We were approaching the Mexican Border, marking the end of our journey. I began to feel self-conscious of my decision to carry the rock and stone. What if she just didn’t get it? What if I could not put into words what it meant to give her these rocks and why? What if she thought the whole idea was ridiculous. Why would someone weigh themselves down so much, intentionally? Then I assured myself of her understanding. She would think this is the most wonderful thing in the world. I still was not sure.
On November 7 we hiked into Mexico, completing the Continental Divide Trail. I decided not to ask her at the border. We were celebrating with other people and I wanted it to just be the two of us. Besides, finishing the CDT is enough excitement for one day. I knew that Donna and I were going to spend a couple of days at some hot springs on the Gila River. This would be the perfect romantic place to surprise her.

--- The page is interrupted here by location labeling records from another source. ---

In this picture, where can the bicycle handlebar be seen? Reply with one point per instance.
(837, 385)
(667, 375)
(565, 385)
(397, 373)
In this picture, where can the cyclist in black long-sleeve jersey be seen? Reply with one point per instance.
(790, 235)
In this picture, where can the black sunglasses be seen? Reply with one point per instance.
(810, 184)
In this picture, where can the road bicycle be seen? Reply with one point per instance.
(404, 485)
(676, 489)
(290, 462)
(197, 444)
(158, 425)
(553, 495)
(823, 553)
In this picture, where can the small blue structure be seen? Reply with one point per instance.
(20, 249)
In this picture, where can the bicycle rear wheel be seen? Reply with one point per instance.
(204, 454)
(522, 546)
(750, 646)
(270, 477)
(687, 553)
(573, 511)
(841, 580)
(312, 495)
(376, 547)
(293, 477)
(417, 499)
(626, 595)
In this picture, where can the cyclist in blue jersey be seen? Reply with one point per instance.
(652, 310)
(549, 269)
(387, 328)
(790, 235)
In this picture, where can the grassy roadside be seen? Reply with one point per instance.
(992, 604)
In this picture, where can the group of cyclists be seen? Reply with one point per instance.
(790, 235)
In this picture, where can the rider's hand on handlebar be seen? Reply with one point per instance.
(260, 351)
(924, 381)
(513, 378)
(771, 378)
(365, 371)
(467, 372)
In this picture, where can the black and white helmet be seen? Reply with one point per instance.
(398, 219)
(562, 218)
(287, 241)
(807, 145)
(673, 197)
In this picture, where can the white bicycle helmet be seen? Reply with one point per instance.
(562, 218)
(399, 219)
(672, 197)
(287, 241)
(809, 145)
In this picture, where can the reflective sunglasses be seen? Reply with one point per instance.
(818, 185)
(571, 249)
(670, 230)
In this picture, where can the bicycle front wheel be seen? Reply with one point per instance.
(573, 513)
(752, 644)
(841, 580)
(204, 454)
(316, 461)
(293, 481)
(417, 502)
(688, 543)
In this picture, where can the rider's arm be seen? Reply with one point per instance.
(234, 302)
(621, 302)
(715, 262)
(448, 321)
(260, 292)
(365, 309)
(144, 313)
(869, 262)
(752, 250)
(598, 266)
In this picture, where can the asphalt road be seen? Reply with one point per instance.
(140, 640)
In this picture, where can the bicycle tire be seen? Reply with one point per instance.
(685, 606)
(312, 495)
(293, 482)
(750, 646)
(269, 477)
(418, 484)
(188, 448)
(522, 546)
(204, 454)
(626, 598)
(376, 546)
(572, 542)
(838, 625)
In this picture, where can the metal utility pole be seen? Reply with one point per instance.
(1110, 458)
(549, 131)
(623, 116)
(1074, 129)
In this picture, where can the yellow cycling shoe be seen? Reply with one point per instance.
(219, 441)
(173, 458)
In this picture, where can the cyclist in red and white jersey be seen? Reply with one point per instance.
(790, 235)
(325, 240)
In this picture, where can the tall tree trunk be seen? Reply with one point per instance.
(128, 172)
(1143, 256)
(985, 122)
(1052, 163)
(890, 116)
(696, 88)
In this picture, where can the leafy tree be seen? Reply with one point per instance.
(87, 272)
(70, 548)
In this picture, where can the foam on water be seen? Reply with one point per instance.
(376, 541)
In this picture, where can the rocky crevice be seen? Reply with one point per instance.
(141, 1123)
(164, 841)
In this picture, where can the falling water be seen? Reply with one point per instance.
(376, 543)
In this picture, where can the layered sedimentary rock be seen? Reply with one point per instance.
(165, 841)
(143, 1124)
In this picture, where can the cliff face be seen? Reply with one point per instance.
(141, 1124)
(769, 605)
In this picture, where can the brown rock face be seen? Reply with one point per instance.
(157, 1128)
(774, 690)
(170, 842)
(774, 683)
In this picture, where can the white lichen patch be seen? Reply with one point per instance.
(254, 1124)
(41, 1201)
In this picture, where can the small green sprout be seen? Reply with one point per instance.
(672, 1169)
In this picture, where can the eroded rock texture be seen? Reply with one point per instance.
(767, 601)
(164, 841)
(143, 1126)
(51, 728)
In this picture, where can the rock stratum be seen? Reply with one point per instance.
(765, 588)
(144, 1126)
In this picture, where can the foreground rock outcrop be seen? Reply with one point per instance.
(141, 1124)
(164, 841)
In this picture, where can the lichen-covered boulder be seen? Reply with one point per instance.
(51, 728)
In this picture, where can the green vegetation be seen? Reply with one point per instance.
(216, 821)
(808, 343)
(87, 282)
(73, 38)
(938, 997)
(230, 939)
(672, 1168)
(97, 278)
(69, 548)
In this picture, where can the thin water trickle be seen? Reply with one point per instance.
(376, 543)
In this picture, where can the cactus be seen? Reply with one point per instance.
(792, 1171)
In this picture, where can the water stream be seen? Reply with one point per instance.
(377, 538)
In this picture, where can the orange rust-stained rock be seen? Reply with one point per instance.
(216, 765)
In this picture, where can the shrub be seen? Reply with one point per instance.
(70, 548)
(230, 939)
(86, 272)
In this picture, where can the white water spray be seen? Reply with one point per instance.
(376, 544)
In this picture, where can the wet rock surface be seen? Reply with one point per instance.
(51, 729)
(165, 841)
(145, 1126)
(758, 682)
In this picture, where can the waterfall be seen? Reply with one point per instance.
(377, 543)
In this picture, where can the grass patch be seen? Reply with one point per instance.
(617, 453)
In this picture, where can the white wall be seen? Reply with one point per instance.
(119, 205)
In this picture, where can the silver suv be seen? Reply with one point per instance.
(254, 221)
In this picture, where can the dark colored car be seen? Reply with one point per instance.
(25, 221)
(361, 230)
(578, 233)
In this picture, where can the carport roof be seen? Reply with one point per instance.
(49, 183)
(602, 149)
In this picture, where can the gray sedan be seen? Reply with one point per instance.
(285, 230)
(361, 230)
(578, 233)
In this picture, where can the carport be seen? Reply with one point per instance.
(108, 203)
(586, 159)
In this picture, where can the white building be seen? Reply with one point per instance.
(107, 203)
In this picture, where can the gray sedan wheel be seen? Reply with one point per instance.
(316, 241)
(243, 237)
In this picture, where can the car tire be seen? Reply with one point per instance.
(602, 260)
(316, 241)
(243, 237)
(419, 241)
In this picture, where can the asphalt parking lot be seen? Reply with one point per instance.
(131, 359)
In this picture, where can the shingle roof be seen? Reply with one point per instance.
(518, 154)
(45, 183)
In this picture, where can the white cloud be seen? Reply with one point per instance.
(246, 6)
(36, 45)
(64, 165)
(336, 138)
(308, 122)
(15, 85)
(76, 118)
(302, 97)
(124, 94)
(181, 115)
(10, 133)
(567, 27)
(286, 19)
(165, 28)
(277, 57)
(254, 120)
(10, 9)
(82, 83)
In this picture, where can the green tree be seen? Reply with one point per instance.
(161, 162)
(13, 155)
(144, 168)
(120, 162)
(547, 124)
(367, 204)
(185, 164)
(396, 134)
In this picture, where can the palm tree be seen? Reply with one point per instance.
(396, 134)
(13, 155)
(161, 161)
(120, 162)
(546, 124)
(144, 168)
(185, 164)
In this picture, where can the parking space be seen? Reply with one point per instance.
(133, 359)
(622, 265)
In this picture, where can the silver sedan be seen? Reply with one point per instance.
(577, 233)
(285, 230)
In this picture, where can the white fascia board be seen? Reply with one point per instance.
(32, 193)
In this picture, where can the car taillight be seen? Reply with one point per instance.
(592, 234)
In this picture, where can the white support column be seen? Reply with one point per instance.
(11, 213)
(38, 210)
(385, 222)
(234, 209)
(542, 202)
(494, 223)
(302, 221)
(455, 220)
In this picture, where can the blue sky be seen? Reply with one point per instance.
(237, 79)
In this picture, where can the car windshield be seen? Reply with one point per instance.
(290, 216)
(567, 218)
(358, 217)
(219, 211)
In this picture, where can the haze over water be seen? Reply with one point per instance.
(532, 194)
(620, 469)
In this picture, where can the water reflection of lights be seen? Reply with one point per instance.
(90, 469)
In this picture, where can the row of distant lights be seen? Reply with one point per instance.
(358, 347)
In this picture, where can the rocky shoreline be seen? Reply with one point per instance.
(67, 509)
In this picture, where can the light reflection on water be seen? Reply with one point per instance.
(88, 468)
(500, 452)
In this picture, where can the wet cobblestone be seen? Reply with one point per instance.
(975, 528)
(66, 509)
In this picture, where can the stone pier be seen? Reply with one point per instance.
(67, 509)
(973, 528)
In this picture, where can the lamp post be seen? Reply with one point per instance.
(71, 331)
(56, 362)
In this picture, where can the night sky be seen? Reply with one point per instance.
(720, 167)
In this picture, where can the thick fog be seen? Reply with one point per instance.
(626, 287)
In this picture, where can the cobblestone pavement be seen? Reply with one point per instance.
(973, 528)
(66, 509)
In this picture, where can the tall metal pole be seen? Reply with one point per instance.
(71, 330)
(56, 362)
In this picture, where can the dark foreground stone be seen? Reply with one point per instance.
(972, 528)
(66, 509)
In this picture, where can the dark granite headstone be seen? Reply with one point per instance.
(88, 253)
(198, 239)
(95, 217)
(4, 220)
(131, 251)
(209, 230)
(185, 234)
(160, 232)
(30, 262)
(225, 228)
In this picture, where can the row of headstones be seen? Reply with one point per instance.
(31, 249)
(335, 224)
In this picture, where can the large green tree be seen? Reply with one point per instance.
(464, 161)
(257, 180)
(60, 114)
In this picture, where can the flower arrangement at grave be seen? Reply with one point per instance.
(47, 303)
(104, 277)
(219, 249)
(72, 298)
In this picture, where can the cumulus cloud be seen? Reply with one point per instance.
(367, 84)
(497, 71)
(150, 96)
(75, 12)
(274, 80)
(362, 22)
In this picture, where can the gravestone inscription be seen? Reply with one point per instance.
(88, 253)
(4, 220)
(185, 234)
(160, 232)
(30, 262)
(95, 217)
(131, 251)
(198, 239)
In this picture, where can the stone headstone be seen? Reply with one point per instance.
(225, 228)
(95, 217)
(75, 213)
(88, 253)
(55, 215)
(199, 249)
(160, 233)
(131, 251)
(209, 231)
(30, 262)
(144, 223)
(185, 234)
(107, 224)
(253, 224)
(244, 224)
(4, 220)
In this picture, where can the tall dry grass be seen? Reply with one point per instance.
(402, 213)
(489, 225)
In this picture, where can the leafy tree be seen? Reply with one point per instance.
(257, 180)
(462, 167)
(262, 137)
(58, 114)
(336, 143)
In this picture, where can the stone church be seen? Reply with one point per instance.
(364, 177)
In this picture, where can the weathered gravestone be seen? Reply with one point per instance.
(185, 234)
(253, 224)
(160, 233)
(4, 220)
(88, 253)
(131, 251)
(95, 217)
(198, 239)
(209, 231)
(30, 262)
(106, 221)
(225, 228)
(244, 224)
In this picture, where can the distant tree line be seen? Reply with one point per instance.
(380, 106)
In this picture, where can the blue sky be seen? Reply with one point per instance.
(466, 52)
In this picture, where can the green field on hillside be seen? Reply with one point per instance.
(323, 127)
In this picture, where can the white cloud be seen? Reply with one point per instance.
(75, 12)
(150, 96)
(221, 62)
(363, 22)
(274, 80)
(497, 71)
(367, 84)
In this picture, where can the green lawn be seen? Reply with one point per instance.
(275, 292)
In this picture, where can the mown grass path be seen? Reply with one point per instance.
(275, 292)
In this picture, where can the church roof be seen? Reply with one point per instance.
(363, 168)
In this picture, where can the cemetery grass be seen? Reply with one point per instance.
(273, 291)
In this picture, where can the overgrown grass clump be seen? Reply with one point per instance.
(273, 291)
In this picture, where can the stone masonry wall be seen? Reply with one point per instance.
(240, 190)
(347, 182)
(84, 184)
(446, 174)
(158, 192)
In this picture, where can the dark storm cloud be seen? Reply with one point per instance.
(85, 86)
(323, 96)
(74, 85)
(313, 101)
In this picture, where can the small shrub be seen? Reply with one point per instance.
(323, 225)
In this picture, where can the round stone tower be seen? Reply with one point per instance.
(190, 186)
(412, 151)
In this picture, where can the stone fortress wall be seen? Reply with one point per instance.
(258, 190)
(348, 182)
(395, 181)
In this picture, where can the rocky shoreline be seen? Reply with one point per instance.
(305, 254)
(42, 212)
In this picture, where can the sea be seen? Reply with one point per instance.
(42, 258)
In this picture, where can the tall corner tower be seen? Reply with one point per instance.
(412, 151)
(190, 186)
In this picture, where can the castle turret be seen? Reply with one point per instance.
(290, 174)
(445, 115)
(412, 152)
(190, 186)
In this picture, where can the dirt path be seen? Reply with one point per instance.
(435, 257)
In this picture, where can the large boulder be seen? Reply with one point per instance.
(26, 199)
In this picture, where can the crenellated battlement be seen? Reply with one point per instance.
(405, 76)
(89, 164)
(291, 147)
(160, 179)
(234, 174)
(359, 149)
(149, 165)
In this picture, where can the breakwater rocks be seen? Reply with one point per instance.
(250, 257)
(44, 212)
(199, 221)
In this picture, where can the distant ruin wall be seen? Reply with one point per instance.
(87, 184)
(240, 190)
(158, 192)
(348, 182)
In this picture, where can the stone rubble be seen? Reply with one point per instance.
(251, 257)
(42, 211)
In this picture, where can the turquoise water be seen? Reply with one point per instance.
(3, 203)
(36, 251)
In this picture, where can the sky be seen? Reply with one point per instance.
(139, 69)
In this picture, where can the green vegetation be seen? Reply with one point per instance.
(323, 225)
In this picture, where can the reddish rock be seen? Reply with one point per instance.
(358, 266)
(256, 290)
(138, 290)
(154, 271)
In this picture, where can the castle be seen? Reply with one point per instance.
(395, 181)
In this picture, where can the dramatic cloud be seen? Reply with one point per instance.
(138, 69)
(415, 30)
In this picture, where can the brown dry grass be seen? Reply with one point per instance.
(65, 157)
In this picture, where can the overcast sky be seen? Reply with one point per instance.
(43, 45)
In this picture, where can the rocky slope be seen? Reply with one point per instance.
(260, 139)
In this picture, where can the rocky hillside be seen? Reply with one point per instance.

It was a cold and clear night. We both warmed ourselves by a fire that I had built. Donna was totally relaxed and peaceful. I on the other hand was becoming nervous. I had tried to call her father to ask for her hand in marriage. I could never get away from Donna to sneak around and successfully connect with him on the phone. Sorry Pops, but I could not miss this perfect moment. The stars cast a light onto the cliffs rising above the Gila River beside us. The fire smelled wonderful and shone on her beautiful face.
I retrieved the rock and stone from their hiding place. Finally after all these months, the time had come. I exhaled deeply and sat beside her and the flames. I began to tell her the story of the rock and the stone. It turned out that I did not have to re- explain anything. She understood completely why I had done this and why she was getting a rock instead of a diamond ring and she was loving it! She was in total disbelief, the good kind. She assured me that this meant so much to her. The tears were streaming down both of our faces as we laughed and embraced. She said YES!